Four years ago, we released McSema, our x86 to LLVM bitcode binary translator. Since then, it has stretched and flexed; we added x86-64 support, put it on a performance-focused diet, and improved its usability and documentation.
McSema wasn’t the only thing improving these past years, though. At the same time, programs were increasingly adopting modern x86 features like the advanced vector extensions (AVX) instructions, which operate on 256-bit wide vector registers. Adjusting to these changes was back-breaking but achievable work. Then our lifting goals expanded to include AArch64, the architecture used by modern smartphones. That’s when we realized that we needed to step back and strengthen McSema’s core. This change in focus paid off; now McSema can transpile AArch64 binaries into x86-64! Keep reading for more details.
Enter the dragon
Today we are announcing the official release of McSema 2.0! This release greatly advances McSema’s core and brings several exciting new developments to our binary lifter:
- Remill. Instruction semantics are now completely separated into Remill, their own library. McSema is a client that uses the library for binary lifting. To borrow an analogy, McSema is to Remill as Clang is to LLVM. Look out for future projects using Remill.
- Simplified semantics. The separation of McSema and Remill makes it easier to add support for new instructions. In Remill, instruction semantics can be expressed directly in C++ and are automatically compiled by Clang into LLVM bitcode.
- AArch64 (64-bit ARMv8).
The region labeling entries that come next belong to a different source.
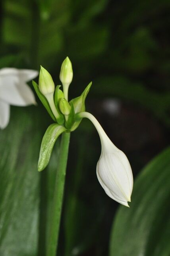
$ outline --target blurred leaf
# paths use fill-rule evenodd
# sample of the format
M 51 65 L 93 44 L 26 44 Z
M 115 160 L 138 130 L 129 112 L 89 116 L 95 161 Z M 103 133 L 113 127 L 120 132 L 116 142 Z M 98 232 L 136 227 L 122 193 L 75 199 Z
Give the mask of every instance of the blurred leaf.
M 73 177 L 69 179 L 67 184 L 68 189 L 64 208 L 64 256 L 81 255 L 96 242 L 104 213 L 104 209 L 98 211 L 96 206 L 90 206 L 89 201 L 86 201 L 81 194 L 82 183 L 86 182 L 83 174 L 86 171 L 85 154 L 89 145 L 86 146 L 87 138 L 85 136 L 81 137 L 82 132 L 79 132 Z
M 148 109 L 167 126 L 170 125 L 168 114 L 170 93 L 157 93 L 145 88 L 141 83 L 135 83 L 121 76 L 102 77 L 96 79 L 93 84 L 91 93 L 96 96 L 118 97 L 135 102 Z
M 36 65 L 45 63 L 47 66 L 51 65 L 55 54 L 62 47 L 62 29 L 67 24 L 69 16 L 67 0 L 65 3 L 49 0 L 46 2 L 49 8 L 46 4 L 44 5 L 44 1 L 41 2 L 42 19 L 35 1 L 5 1 L 2 41 L 22 51 L 25 58 L 33 60 Z M 45 19 L 44 15 L 47 16 Z
M 35 256 L 41 137 L 39 113 L 35 107 L 13 111 L 8 126 L 0 131 L 0 254 Z
M 170 147 L 135 182 L 130 208 L 120 207 L 113 223 L 110 255 L 170 254 Z
M 109 31 L 106 26 L 92 26 L 83 29 L 70 29 L 69 51 L 76 49 L 74 58 L 78 59 L 95 58 L 103 53 L 108 46 Z

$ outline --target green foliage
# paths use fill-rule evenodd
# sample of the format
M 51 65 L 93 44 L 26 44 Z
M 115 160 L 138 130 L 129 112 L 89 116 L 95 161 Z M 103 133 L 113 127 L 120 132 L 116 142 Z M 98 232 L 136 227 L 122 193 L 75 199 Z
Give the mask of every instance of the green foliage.
M 130 208 L 120 207 L 113 222 L 110 256 L 170 255 L 170 155 L 168 147 L 135 180 Z
M 70 103 L 71 105 L 72 104 L 73 106 L 75 114 L 85 111 L 85 100 L 92 84 L 92 83 L 91 82 L 87 86 L 80 96 L 73 99 L 70 101 Z M 77 120 L 75 121 L 71 128 L 71 131 L 73 131 L 76 129 L 80 124 L 81 119 L 80 120 L 79 120 L 79 118 L 78 118 Z
M 52 124 L 48 128 L 41 142 L 38 164 L 39 171 L 44 170 L 48 165 L 55 142 L 66 130 L 65 127 L 58 124 Z

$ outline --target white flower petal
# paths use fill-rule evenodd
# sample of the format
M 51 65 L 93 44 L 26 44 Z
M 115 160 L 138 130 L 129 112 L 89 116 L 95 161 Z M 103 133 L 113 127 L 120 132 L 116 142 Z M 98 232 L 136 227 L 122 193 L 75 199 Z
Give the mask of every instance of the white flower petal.
M 10 120 L 10 106 L 6 102 L 0 101 L 0 128 L 4 129 Z
M 19 80 L 28 82 L 36 78 L 39 72 L 37 70 L 27 69 L 17 69 L 13 68 L 4 68 L 0 70 L 0 76 L 15 76 Z

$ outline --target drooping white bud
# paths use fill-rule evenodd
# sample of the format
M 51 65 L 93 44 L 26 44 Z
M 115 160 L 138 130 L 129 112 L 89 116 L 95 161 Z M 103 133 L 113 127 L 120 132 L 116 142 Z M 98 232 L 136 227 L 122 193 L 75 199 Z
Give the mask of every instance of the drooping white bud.
M 110 197 L 129 207 L 128 202 L 131 202 L 133 178 L 128 158 L 112 143 L 93 116 L 87 112 L 79 115 L 90 119 L 100 136 L 102 151 L 97 164 L 97 174 L 100 185 Z

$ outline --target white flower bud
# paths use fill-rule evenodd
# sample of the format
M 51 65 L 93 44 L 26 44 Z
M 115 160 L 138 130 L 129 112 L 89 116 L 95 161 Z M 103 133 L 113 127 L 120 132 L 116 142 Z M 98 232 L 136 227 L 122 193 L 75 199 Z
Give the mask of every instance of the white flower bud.
M 46 96 L 53 93 L 55 85 L 50 73 L 41 66 L 39 76 L 39 89 L 42 94 Z
M 97 174 L 100 185 L 110 197 L 129 207 L 128 202 L 131 202 L 133 178 L 128 158 L 114 145 L 91 114 L 82 112 L 79 115 L 91 121 L 100 136 L 102 152 L 97 164 Z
The switch to using Remill as a semantics backend means that McSema 2 supports multiple architectures from the start. Not only does it work on x86 and x86-64 binaries, but it also supports lifting 64-bit ARMv8 programs.
- SSE3/4 and AVX support. McSema now supports lifting programs that utilize advanced vector instruction sets.
- Better CFG recovery. A common source of lifting errors is poor control flow recovery. We improved the control flow recovery process to make it simpler, faster, and more accurate. McSema’s CFG recovery is also beginning to incorporate advanced features, like lifting global variables and stack variables.
- Binary Ninja support. McSema now has beta support for recovering program control flow via Binary Ninja.
McSema 2.0 is under active development and is rapidly improving and gaining features. We hope to make both using and hacking on McSema easier and more accessible than ever.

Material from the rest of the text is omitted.